In Closer::close() we can assert that completed() has been called, hence in the unit tests we can ensure that the code is used correctly :-)
How about multiple resources?

void foo() throws IOException {

    Closer closer = new Closer();//the new helper class
    SomeResource r1=null;
    SomeResource r2=null;
    try {
        //create and use r1 & r2
        closer.completed();
    }
    finally {
        closer.close(r2,r1);
    }
}

Not particularly complex :-)

Alternative #3

We have a minor variation to alternative 2 above - do we have to make closing in the correct order explicit (as above), or add each closable item to closer as it is created and rely upon it to get the order correct? E.g.: 


void foo() throws IOException {
    Closer closer = new Closer();//the new helper class
    try {
        SomeResource r1 = ...
        closer.add(r1);
        SomeResource r2 = ...
        closer.add(r2);
//use r1 & r2
        closer.completed();
    }
    finally {
        closer.close();
    }
}

This alternative, whilst attractive, isn't actually any shorter - and omitted calls to Closer::add() could lead to silent runtime errors.

Alternative #4

Up until now the helping frameworks discussed have been classes that have been used (or functions that have been called) from the resource-handling code.
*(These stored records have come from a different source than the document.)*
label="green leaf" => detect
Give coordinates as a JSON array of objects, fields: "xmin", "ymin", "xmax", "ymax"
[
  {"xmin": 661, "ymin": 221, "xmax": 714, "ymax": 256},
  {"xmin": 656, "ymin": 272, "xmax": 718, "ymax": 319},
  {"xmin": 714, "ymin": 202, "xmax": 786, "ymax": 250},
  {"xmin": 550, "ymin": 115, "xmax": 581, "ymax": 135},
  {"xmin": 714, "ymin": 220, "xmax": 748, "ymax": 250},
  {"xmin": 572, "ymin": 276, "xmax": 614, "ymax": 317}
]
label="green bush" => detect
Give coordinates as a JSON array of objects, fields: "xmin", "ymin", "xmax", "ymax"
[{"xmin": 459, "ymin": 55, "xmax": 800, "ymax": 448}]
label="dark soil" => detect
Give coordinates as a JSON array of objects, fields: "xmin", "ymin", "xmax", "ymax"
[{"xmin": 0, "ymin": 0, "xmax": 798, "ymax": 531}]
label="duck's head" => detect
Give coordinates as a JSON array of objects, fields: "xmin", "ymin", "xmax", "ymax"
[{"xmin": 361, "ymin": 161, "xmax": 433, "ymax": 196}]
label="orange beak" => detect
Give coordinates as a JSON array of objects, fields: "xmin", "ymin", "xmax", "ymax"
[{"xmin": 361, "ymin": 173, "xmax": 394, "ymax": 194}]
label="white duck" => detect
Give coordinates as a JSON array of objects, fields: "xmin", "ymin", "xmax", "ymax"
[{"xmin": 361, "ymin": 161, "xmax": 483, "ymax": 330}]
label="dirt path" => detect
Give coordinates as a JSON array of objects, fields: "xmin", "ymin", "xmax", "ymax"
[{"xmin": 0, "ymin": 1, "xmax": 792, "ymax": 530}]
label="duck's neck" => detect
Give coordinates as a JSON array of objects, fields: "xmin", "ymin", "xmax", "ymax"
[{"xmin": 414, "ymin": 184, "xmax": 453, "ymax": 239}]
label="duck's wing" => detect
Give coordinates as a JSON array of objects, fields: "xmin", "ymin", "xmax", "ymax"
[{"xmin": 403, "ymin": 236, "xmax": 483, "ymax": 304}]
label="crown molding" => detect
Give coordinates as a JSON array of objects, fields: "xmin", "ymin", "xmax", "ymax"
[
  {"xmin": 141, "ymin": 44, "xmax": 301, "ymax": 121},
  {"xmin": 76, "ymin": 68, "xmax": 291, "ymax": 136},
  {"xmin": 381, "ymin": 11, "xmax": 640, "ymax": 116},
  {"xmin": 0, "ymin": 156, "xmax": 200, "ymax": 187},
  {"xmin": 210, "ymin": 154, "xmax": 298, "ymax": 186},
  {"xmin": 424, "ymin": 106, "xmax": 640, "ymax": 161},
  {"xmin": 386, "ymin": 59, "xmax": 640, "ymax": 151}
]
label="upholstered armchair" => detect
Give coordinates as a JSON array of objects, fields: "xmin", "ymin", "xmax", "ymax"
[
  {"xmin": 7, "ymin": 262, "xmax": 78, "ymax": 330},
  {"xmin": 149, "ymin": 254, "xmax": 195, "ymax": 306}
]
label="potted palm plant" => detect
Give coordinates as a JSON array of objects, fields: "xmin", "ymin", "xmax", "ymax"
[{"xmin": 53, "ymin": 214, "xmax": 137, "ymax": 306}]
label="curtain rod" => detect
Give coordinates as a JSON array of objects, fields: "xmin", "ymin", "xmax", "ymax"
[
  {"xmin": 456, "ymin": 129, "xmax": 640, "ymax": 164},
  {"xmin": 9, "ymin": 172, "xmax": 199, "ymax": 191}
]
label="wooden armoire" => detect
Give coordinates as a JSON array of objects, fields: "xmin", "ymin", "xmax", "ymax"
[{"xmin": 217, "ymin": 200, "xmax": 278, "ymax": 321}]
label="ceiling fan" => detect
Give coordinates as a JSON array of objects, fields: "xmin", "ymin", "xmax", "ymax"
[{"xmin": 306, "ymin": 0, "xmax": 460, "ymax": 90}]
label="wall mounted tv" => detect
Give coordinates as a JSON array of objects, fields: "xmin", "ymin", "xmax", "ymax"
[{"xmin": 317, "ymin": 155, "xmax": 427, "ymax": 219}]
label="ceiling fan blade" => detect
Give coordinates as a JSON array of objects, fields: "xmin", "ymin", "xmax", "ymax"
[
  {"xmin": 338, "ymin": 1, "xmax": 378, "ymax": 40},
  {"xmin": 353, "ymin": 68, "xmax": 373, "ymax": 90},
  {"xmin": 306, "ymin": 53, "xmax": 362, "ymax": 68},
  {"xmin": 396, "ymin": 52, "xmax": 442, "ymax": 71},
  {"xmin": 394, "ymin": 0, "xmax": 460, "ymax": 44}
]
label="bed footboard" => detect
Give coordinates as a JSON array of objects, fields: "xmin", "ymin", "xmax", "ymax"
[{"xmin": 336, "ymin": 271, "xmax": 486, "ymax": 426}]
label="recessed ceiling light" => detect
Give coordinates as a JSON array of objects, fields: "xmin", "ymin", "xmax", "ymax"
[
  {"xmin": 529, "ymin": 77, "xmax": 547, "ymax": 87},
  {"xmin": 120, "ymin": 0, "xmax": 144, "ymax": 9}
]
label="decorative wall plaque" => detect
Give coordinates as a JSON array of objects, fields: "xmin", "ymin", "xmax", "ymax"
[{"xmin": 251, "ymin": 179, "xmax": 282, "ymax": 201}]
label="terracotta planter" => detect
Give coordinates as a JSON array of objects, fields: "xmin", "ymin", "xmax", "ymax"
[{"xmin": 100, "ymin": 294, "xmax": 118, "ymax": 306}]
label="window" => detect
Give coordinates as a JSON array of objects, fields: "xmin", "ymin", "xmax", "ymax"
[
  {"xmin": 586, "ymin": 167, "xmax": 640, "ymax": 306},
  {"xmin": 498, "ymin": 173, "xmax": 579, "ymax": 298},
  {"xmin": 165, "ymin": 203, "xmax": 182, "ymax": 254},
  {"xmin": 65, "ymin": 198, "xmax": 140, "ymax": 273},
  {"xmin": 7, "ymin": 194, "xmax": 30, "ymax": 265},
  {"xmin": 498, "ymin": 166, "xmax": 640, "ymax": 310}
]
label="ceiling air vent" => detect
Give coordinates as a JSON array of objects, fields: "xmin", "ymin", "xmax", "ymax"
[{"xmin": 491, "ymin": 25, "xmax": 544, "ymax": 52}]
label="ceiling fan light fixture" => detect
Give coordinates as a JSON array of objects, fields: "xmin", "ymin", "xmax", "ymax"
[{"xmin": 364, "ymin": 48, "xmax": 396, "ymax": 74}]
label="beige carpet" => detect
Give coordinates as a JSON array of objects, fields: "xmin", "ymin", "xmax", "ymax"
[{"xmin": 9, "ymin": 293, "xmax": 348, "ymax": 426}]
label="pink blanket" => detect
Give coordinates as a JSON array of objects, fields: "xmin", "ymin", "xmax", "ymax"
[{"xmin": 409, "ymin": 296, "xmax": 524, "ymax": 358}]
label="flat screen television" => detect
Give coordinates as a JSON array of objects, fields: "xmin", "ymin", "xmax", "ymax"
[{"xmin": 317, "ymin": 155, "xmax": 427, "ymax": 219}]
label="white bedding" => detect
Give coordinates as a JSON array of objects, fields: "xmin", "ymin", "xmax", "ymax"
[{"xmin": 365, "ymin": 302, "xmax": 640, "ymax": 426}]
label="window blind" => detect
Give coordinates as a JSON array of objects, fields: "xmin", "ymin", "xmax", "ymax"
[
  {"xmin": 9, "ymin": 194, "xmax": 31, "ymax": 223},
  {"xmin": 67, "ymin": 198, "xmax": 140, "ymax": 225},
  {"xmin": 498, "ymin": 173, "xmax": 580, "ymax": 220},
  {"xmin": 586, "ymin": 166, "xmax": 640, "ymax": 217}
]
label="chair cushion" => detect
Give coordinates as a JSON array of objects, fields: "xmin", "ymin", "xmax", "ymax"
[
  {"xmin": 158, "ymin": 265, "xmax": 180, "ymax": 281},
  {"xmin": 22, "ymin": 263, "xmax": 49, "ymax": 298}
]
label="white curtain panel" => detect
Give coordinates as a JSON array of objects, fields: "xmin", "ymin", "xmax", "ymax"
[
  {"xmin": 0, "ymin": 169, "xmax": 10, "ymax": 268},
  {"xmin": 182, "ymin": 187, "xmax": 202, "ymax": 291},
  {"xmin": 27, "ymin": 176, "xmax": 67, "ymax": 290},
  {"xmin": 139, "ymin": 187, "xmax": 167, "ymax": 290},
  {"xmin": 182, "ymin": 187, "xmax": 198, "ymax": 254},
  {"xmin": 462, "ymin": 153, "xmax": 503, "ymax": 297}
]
There is an alternative approach, Inversion of control, where we pass the framework the resource-handling code we wish to run and it calls our code from within its own error handling & close calling code. In Java 6 that means creating an anonymous inner class containing our resource-handling code and passing it to the framework, e.g.:

void foo() throws IOException {
    String result = new ResourceHandler {
        SomeResource r1=...;
        add(r1);
        SomeResource r2=...;
        add(r2);
    }.execute();
}

This is quite attractively short, but looks confusing and still has the silent defect problem associated with Alternative #3 if we omit a call to add()
(See link for a paper describing a very similar approach to this).

Alternative #5

How about we change the rules, and ask for multiple exceptions to be thrown when multiple exceptions are thrown; i.e. when an exception thrown results in multiple extra exceptions when closing the resources, throw all of them.
See link for an example of this approach. This example is over-complex and the bolier-plate code can easily be hidden as per Alternatives 2,3 & 4, but this ignores the extra burden laid upon the client. Handling the array of exceptions thrown is rather over-complicated, and to what end?

Summary

Of the various solutions presented, the only one which appears to be safe to use is alternative #2, the others are too prone to silent error, or are pointlessly over-complicated.